Advocates Push on Wages, Benefits and the Rules
Report authors and community leaders told Morales and other local outlets that any serious fix has to include higher wages, stronger childcare and food supports, and an overhaul of the official poverty measure so more struggling households qualify for help. "New York City can't afford to maintain the status quo when 50% of working-age households struggle to make ends meet," the Fund said in its release, which lays out those recommendations in detail, according to the Fund for the City of New York.
On-the-Ground Signs of Crisis
The math is also visible at street level. Food pantries are stretched, and local coverage finds that more than 1.2 million New Yorkers face food insecurity while many households are rent-burdened, reinforcing what the True Cost of Living report warns about.
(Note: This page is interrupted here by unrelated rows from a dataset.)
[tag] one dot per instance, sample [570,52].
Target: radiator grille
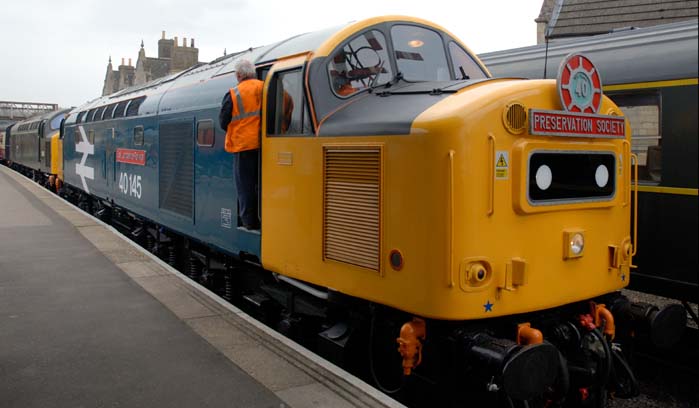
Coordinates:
[515,116]
[47,155]
[176,167]
[352,205]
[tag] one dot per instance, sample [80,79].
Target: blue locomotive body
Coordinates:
[160,154]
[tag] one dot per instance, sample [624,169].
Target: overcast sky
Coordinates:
[56,51]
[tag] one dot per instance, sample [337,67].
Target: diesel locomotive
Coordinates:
[651,74]
[408,201]
[35,147]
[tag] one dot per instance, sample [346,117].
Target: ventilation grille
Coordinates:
[176,167]
[352,205]
[47,155]
[515,117]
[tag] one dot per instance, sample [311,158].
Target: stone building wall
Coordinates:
[172,58]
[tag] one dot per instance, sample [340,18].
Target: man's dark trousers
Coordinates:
[246,183]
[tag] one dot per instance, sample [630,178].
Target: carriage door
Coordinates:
[109,154]
[40,144]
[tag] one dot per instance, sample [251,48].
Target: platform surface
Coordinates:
[89,320]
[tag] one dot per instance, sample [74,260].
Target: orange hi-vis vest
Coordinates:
[243,131]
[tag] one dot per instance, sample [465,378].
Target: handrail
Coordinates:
[635,203]
[627,174]
[491,179]
[450,274]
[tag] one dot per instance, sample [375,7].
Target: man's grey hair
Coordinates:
[244,69]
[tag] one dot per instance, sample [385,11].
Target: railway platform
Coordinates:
[88,319]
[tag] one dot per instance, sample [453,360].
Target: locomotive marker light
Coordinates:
[573,243]
[543,177]
[601,176]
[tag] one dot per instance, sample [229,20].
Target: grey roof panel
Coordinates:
[657,53]
[588,17]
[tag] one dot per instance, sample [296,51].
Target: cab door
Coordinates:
[289,172]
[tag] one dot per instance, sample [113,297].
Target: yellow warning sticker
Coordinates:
[502,164]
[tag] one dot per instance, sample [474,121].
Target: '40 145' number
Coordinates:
[130,184]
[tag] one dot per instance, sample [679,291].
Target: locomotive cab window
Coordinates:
[56,122]
[119,110]
[138,136]
[463,65]
[287,113]
[205,133]
[420,54]
[360,64]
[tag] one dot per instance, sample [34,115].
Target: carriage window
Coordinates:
[90,115]
[464,67]
[420,54]
[360,64]
[287,113]
[643,113]
[119,110]
[138,136]
[108,112]
[132,110]
[98,113]
[205,133]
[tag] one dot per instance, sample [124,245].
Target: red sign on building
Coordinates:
[558,123]
[131,156]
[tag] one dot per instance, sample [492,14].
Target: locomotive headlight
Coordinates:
[543,177]
[577,243]
[573,243]
[601,176]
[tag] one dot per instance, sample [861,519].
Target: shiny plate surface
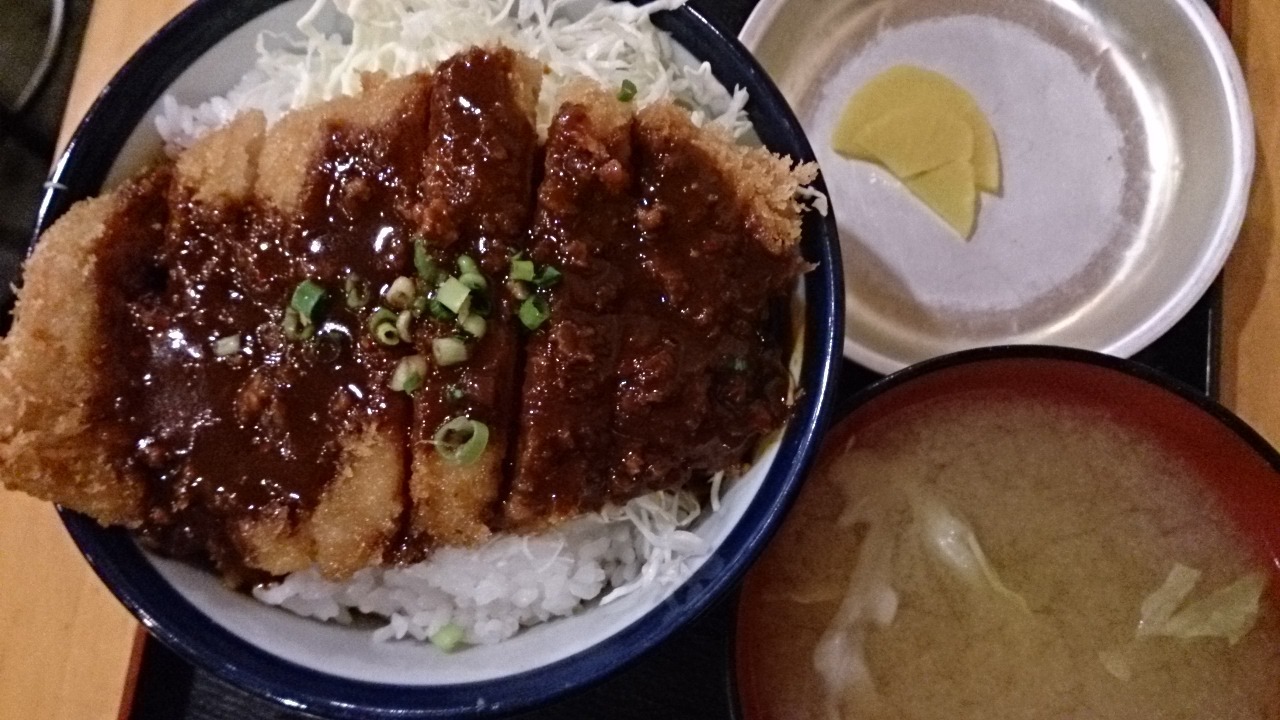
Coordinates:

That reality has pushed nonprofits and the Mayor's Office of Food Policy to expand programs, even as advocates argue that piecemeal expansions will not be enough, according to amNY.
Where to Find the Numbers and Get Help
The full True Cost of Living dataset, along with borough-by-borough breakdowns, is available at TrueCostOfLiving.org. For New Yorkers feeling the squeeze, United Way and neighborhood-based nonprofits continue to run food, housing and emergency assistance programs across all five boroughs, even as they lobby for the broader policy changes the numbers seem to demand.